Department of Public Health, Erasmus MC, Erasmus University, Rotterdam, the Netherlands (JFO’M, JvR, MvB)
Department of Health Policy and Management, Trinity College Dublin, Dublin, Ireland (JFO’M)
Med Decis Making. 2013 Apr;33(3):407-14. doi: 10.1177/0272989X12453503. Epub 2012 Aug 27.
Models used in cost-effectiveness analysis (CEA) of screening programs may include 1 or many birth cohorts of patients. As many screening programs involve multiple screens over many years for each birth cohort, the actual implementation of screening often involves multiple concurrent recipient cohorts. Consequently, some advocate modeling all recipient cohorts rather than 1 birth cohort, arguing it more accurately represents actual implementation. However, reporting the cost-effectiveness estimates for multiple cohorts on aggregate rather than per cohort will fail to account for any heterogeneity in cost-effectiveness between cohorts. Such heterogeneity may be policy relevant where there is considerable variation in cost-effectiveness between cohorts, as in the case of cancer screening programs with multiple concurrent recipient birth cohorts, each at different stages of screening at any one point in time.
The purpose of this study is to illustrate the potential disadvantages of aggregating cost-effectiveness estimates over multiple cohorts, without first considering the disaggregate estimates. Analysis. We estimate the cost-effectiveness of 2 alternative cervical screening tests in a multicohort model and compare the aggregated and per-cohort estimates. We find instances in which the policy choices suggested by the aggregate and per-cohort results differ. We use this example to illustrate a series of potential disadvantages of aggregating CEA estimates over cohorts.
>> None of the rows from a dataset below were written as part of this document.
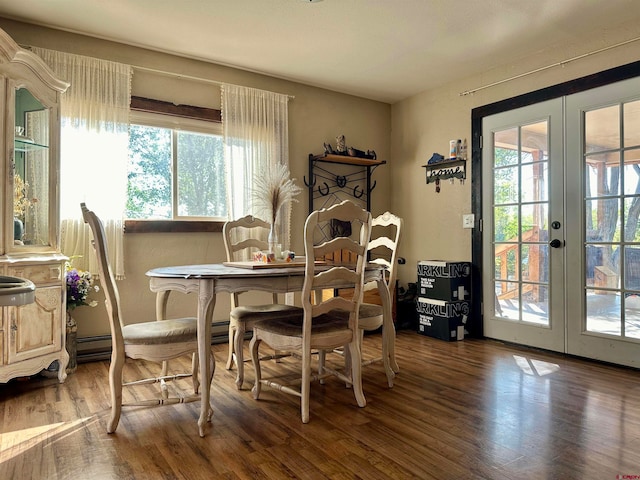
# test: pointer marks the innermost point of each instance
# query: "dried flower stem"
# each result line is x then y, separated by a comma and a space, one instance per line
272, 189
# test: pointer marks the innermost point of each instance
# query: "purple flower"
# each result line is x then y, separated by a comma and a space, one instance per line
79, 285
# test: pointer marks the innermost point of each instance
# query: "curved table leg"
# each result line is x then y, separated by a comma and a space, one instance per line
206, 303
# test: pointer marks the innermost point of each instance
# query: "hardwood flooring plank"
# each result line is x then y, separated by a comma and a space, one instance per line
475, 409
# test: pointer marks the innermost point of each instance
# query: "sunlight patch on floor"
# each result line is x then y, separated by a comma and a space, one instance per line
535, 367
18, 442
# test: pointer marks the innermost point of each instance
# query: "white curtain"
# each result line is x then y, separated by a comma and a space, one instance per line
93, 152
256, 135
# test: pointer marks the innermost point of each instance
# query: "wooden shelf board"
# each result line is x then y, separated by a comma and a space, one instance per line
346, 159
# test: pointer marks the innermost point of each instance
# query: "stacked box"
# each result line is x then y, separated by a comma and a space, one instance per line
444, 295
443, 320
448, 281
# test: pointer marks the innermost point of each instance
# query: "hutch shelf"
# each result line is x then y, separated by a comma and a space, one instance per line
333, 178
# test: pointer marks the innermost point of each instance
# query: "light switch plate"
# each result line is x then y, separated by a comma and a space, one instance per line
468, 220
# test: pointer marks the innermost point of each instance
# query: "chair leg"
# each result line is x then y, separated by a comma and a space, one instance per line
392, 352
305, 387
232, 332
115, 386
322, 356
254, 345
239, 353
212, 363
356, 373
388, 354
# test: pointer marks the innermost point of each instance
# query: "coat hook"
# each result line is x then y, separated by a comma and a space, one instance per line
304, 179
324, 194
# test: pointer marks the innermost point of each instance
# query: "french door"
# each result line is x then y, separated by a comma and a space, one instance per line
523, 226
561, 224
Recent recommendations that CEAs should consider the cost-effectiveness of more than just a single cohort appear justified, but the aggregation of estimates across multiple cohorts into a single estimate does not.
用于筛查计划成本效益分析(CEA)的模型可能包括 1 个或多个患者队列。由于许多筛查计划涉及每个患者队列多年进行多次筛查,因此实际的筛查实施通常涉及多个同时存在的受检者队列。因此,一些人主张对所有受检者队列进行建模,而不是对 1 个出生队列进行建模,认为这样更能准确地反映实际实施情况。然而,将多个队列的成本效益估计值汇总而不是按队列分别报告,将无法说明队列之间成本效益的任何异质性。如果队列之间的成本效益存在显著差异,例如存在多个同时存在的受检者出生队列的癌症筛查计划,每个队列在任何特定时间都处于不同的筛查阶段,那么这种异质性可能与政策相关。
本研究的目的是说明在不首先考虑非汇总估计值的情况下,汇总多个队列的成本效益估计值可能带来的潜在缺点。分析。我们在多队列模型中估计了两种替代的宫颈癌筛查检测方法的成本效益,并比较了汇总和按队列的估计值。我们发现了一些情况下,汇总和按队列的结果所建议的政策选择存在差异。我们使用这个例子来说明汇总队列的 CEA 估计值可能存在的一系列潜在缺点。
最近的建议认为,CEA 应该考虑不仅仅是单个队列的成本效益,这似乎是合理的,但将多个队列的估计值汇总为一个单一的估计值并不可行。